Tragedi Museum Bagawanta Bhari: Ketika Demonstrasi Membakar Sejarah

Untitled design 20

“Demonstrasi adalah hak rakyat. Tapi ketika amarah berubah jadi vandalisme, yang terbakar bukan hanya gedung, melainkan sejarah bangsa.”

BicaraPlus – Sabtu malam, 30 Agustus 2025, Kediri mencatat sebuah tragedi yang ironis. Demonstrasi yang seharusnya menjadi ajang menyuarakan aspirasi rakyat, justru berakhir dengan amukan yang merusak fasilitas umum, membakar kantor pemerintah, hingga menyasar warisan sejarah, Museum Bagawanta Bhari.

Museum yang seharusnya menjadi ruang belajar generasi kini berdiri dengan kaca pecah, arca patah, dan koleksi berharga yang lenyap. Dari catatan pemerintah daerah, hilanglah fragmen arca Kepala Ganesha, tiga wastra batik, plakat HVA Sidomulyo, bata berinskripsi, hingga arca Sumbercangkring. Koleksi lain, seperti arca Bodhisatwa dan miniatur lumbung, turut mengalami kerusakan.

Aspirasi yang Tercoreng Anarki

Demonstrasi adalah bagian dari demokrasi. Namun, ketika kemarahan massa diarahkan pada benda-benda budaya, legitimasi tuntutan itu runtuh seketika. Apa hubungan antara menolak kebijakan pemerintah dengan menjarah kain batik atau membakar arca peninggalan leluhur?

Bupati Kediri, Hanindhito Himawan Pramana, menyebut kerusakan museum sebagai luka berat. Dani Satria, pendiri Balai Konservasi Artefak Desa, menegaskan, “Merusak artefak sama dengan menghapus memori kolektif kita.” Kalimat singkat, tapi menohok, siapa pun yang mengamuk di museum sesungguhnya sedang menghapus ingatan bangsanya sendiri.

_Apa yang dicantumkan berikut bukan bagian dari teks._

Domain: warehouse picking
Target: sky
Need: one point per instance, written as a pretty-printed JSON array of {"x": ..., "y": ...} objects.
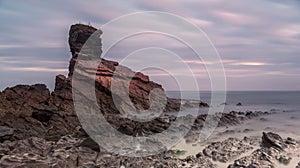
[{"x": 257, "y": 40}]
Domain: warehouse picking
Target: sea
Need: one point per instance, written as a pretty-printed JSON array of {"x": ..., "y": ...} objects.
[
  {"x": 285, "y": 101},
  {"x": 284, "y": 117}
]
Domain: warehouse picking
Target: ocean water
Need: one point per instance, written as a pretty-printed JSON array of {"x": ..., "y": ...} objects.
[
  {"x": 284, "y": 121},
  {"x": 251, "y": 100}
]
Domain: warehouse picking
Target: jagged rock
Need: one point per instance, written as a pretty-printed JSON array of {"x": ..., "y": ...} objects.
[
  {"x": 5, "y": 133},
  {"x": 269, "y": 154},
  {"x": 272, "y": 140},
  {"x": 227, "y": 150}
]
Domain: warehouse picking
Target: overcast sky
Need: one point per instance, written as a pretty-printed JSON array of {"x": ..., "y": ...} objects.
[{"x": 258, "y": 40}]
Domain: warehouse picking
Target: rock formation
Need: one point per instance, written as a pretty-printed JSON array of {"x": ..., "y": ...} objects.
[{"x": 41, "y": 129}]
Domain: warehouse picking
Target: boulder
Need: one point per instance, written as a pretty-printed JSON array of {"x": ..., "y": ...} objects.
[{"x": 272, "y": 140}]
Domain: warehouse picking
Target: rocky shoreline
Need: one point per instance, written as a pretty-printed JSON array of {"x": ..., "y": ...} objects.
[{"x": 39, "y": 128}]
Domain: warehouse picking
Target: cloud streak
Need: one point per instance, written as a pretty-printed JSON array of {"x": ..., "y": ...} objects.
[{"x": 252, "y": 37}]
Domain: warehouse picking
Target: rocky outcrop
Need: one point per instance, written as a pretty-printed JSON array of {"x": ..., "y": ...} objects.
[
  {"x": 274, "y": 152},
  {"x": 41, "y": 129}
]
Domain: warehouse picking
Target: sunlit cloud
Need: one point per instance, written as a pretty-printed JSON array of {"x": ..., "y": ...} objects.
[
  {"x": 251, "y": 63},
  {"x": 35, "y": 69}
]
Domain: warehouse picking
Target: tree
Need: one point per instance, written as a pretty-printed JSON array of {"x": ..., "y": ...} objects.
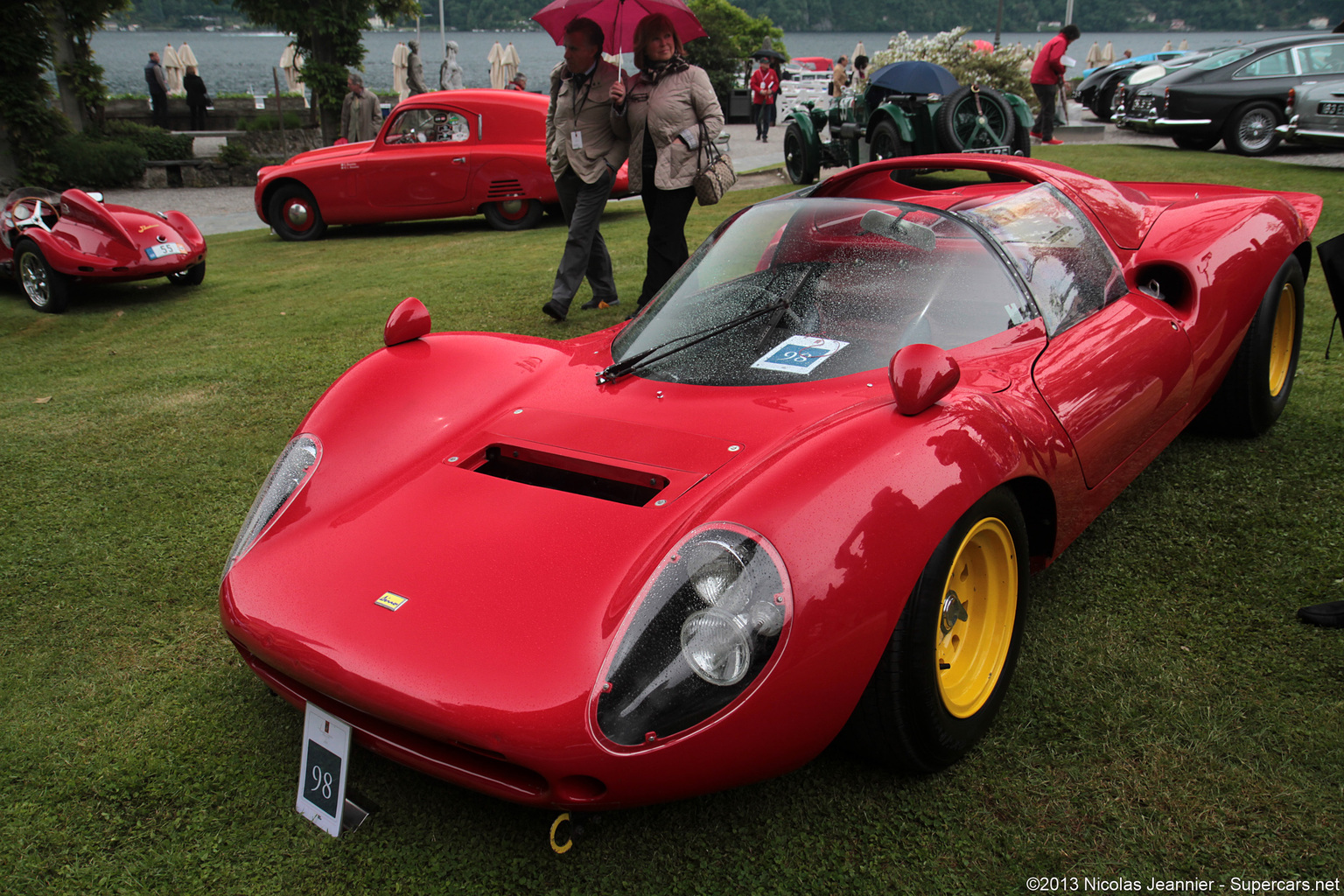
[
  {"x": 327, "y": 32},
  {"x": 732, "y": 37},
  {"x": 38, "y": 37}
]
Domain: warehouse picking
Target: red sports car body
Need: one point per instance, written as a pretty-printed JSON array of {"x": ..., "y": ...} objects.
[
  {"x": 438, "y": 155},
  {"x": 52, "y": 241},
  {"x": 794, "y": 499}
]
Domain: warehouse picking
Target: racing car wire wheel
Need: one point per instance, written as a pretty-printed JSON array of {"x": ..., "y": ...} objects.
[
  {"x": 512, "y": 214},
  {"x": 945, "y": 669},
  {"x": 295, "y": 214},
  {"x": 796, "y": 163},
  {"x": 190, "y": 277},
  {"x": 47, "y": 290},
  {"x": 973, "y": 117},
  {"x": 1250, "y": 130},
  {"x": 1261, "y": 378}
]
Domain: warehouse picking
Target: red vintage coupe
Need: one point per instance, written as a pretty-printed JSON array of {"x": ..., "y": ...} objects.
[
  {"x": 796, "y": 499},
  {"x": 52, "y": 241},
  {"x": 440, "y": 155}
]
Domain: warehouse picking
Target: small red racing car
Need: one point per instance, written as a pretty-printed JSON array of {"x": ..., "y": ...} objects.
[
  {"x": 796, "y": 497},
  {"x": 440, "y": 155},
  {"x": 52, "y": 241}
]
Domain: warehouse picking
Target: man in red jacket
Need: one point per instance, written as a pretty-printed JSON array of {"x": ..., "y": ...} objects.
[
  {"x": 1046, "y": 77},
  {"x": 765, "y": 85}
]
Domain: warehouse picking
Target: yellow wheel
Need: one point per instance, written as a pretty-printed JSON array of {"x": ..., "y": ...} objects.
[
  {"x": 976, "y": 618},
  {"x": 947, "y": 667},
  {"x": 1284, "y": 341},
  {"x": 1256, "y": 388}
]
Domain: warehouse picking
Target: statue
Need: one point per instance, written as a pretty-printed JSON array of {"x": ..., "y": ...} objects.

Nilai yang Tak Bisa Diganti

Artefak bukan sekadar benda kuno yang dipajang di ruang kaca. Ia adalah saksi bisu peradaban, jejak spiritual, sosial, hingga politik bangsa di masa lalu. Hilangnya arca atau bata berinskripsi tidak bisa diukur dengan nominal. Uang ganti rugi mungkin menutup kerusakan fisik, tetapi tidak bisa memulihkan hilangnya memori kolektif.

Kehilangan satu fragmen berarti kehilangan satu bab dari buku sejarah. Jika itu terus terjadi, lambat laun kita hanya akan mewariskan halaman kosong kepada generasi mendatang.

Prihatin yang Terlambat

Menteri Kebudayaan Fadli Zon menyampaikan keprihatinan mendalam. Ia menegaskan museum adalah “simbol memori kolektif” dan berjanji melakukan pemulihan. Namun, pertanyaan mendasar tetap menggantung: mengapa perlindungan datang terlambat?

Kasus Kediri bukan yang pertama. Di Surabaya, Gedung Grahadi ikut terbakar; di Bandung, bangunan cagar budaya di Jalan Diponegoro rusak. Pola ini menunjukkan lemahnya proteksi negara terhadap warisan budaya di tengah gejolak sosial.

Luka untuk Jadi Pelajaran

Tragedi Kediri harus menjadi alarm keras. Bahwa dalam setiap demonstrasi, ada garis merah yang tidak boleh dilewati, menyentuh warisan sejarah bangsa. Aspirasi politik bisa dinegosiasikan, tetapi arca, manuskrip, atau kain batik kuno tidak akan pernah bisa kembali jika hilang.

Demonstran boleh marah. Namun, begitu kemarahan berubah menjadi vandalisme terhadap museum, perjuangan itu kehilangan makna. Ia tidak lagi berpihak pada rakyat, melainkan menjadi sekadar ledakan amarah yang merugikan semua pihak.

Menjaga Ingatan, Menjaga Masa Depan

Museum Bagawanta Bhari kini berdiri dengan luka. Sebagian koleksinya hilang, sebagian berhasil diselamatkan. Tetapi luka itu adalah pengingat keras, menjaga artefak bukan hanya tugas kurator atau pemerintah, melainkan tanggung jawab kolektif kita sebagai bangsa.

Seperti diingatkan Menteri Kebudayaan, “Museum adalah milik kita bersama, simbol kemajuan peradaban bangsa.” Maka, marilah kita jaga museum, cagar budaya, dan warisan leluhur, bukan demi masa lalu semata, tetapi demi masa depan.

Sebab bangsa yang kehilangan sejarah, sesungguhnya sedang kehilangan arah.